1. Simulation_Code.R
This is the R code that was used to run the simulations. Includes the actual simulation function plus some lines to manipulate and save the output. Note that the function is slow and is set up for parallel processing on a supercomputer, so use with caution.
2. IndividualData.csv
This is output showing characteristics of each simulated individual in each simulation run. This is a large dataset, in total there were 2.2 million simulated individuals across the simulations. Details on the variables contained in this file below. These variables include both attributes assigned to the individual prior to the simulation as well as results of the simulation.
3. NetworkData.csv
This is output containing summary statistics of the communication networks as well as the network parameters for each simulation run (40000 runs in total). Details on variables below.
4. Figure2ANetwork.Rdata
An exemplar communication network. This is an igraph object so needs to be loaded after igraph package is loaded in R. This network was from a simulation run with the parameters: Chorus size = 10, no selective attention, hearing sensitivity = - 12 dB, no noise responsiveness.
5. Figure2BNetwork.Rdata
Another exemplar communication network. This is an igraph object so needs to be loaded after igraph package is loaded in R. This network was from a simulation run with the parameters: Chorus size = 100, one competitor attended to, hearing sensitivity = 6 dB, no noise responsiveness.
6. NoiseLevelsInChorus.csv
Dataset containing the sound pressure level in the center of the chorus for each simulation run. Details on variables below.
7. Figure Preparation Script.Rmd
The R script used to prepare the figures. This loads up the data files listed above and processes them to produce the figures that are in both the main text and the supplement. This is an R markdown file, so the user may need to configure markdown to get this to work, and note that this is assuming the user is working in a Project in RStudio with all data files saved in the project folder. (see here for details on how to do that: <https://support.posit.co/hc/en-us/articles/200526207-Using-RStudio-Projects>)
Note that none of these files are the "raw" raw data. Raw output from the simulation runs include every single call given by every single individual. The total size of all of these files is 72.5 GB. We are unaware of any existing repository that can handle such a large file size. All of the files above contain summary statistics calculated from the raw data files. If any raw files are truly needed, please contact the corresponding author.
Details for each data file.
2. IndividualData.csv
-Each row represents an individual simulated in one simulation run
Columns:
FrogID - The individual's ID code within that simulation (note that codes were reused across simulations)
XCor - The x-coordinate location of that individual on the chorus arena, in m (minimum value = 0, maximum value = 50).
YCor - The y-coordinate location of that individual on the chorus arena, in m (minimum value = 0, maximum value = 50).
BaselineCD - That individual's baseline call duration, in s.
Amplitude - That individual's call amplitude, in dB.
SNR - That individual's hearing sensitivity, in dB.
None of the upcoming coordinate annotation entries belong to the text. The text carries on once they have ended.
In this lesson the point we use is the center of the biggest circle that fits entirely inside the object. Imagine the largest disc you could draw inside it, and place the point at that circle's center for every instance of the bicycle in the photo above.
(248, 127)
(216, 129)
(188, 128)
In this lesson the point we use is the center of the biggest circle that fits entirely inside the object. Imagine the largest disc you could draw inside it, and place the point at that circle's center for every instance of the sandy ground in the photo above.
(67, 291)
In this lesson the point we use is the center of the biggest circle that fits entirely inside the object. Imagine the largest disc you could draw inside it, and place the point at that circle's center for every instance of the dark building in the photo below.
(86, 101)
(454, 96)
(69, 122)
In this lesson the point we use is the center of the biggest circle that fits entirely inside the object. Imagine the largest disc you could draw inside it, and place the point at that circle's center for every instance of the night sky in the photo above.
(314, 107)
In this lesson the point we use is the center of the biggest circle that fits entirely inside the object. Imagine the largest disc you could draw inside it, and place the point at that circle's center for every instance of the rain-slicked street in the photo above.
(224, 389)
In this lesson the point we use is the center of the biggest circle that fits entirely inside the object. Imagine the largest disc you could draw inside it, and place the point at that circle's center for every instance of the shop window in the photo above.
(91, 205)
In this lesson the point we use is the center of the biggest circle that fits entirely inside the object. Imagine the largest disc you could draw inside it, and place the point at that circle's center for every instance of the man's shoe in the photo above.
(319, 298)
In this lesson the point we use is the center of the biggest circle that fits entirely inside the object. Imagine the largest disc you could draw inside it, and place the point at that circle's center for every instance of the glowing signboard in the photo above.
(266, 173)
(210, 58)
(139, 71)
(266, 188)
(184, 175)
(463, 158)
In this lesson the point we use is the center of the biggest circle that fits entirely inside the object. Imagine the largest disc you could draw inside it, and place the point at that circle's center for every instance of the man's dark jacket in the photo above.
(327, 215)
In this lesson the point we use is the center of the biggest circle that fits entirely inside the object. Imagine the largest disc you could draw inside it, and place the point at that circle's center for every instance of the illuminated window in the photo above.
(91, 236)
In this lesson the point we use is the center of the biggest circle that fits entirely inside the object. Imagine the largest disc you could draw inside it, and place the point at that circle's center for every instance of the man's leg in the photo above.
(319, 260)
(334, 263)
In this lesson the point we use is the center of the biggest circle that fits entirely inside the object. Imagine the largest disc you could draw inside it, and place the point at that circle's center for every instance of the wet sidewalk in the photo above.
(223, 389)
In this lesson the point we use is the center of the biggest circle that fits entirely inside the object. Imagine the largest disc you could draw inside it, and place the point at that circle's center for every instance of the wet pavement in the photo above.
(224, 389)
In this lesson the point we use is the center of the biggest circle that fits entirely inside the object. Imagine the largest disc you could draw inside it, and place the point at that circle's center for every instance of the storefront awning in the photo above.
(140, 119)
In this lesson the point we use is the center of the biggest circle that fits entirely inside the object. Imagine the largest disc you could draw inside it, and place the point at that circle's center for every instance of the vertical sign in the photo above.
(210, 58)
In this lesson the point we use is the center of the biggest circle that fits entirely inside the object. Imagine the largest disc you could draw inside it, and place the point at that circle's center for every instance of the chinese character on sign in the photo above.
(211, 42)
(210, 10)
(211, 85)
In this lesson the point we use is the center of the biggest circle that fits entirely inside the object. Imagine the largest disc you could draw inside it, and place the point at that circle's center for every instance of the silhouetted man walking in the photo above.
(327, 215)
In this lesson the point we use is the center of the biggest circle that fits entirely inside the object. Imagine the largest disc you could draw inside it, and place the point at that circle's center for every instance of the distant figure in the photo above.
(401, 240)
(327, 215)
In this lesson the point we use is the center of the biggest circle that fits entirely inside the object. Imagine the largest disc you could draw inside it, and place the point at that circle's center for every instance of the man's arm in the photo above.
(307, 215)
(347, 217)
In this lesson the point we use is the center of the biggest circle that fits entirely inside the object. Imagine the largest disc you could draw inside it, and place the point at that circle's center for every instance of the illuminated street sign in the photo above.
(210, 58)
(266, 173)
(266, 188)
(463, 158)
InStrength - That individual's in-strength, based on the simulated communication network. Note that for analyses, we used the NormalizedInStrength, see below.
OutStrength - That individual's in-strength, based on the simulated communication network. Note that for analyses, we used the NormalizedOutStrength, see below.
EigenCentrality - That individual's eigenvector centrality in the simulated communication network (scaled to a maximum value of one).
MeanObservedCD - That individual's mean call duration, averaged across all calls it gave during the simulation.
NumberFrogs - Chorus size, number of individuals in the simulation.
NumberAttended - Number of individuals attended to. Note that when there was no selective attention, this equalled the size of the chorus.
MeanSignalNoiseRatio - The mean hearing sensitivity for that simulation run (-12, -6, 0, 6 dB). Calls had to be at least as loud as the background noise amplitude plus the hearing sensitivity to be heard and potentially influential on the receiver (therefore more negative values indicate more sensitive hearing).
DistNetworkCentrality - That individual's eigenvector centrality in the spatial network (scaled to a maximum value of one).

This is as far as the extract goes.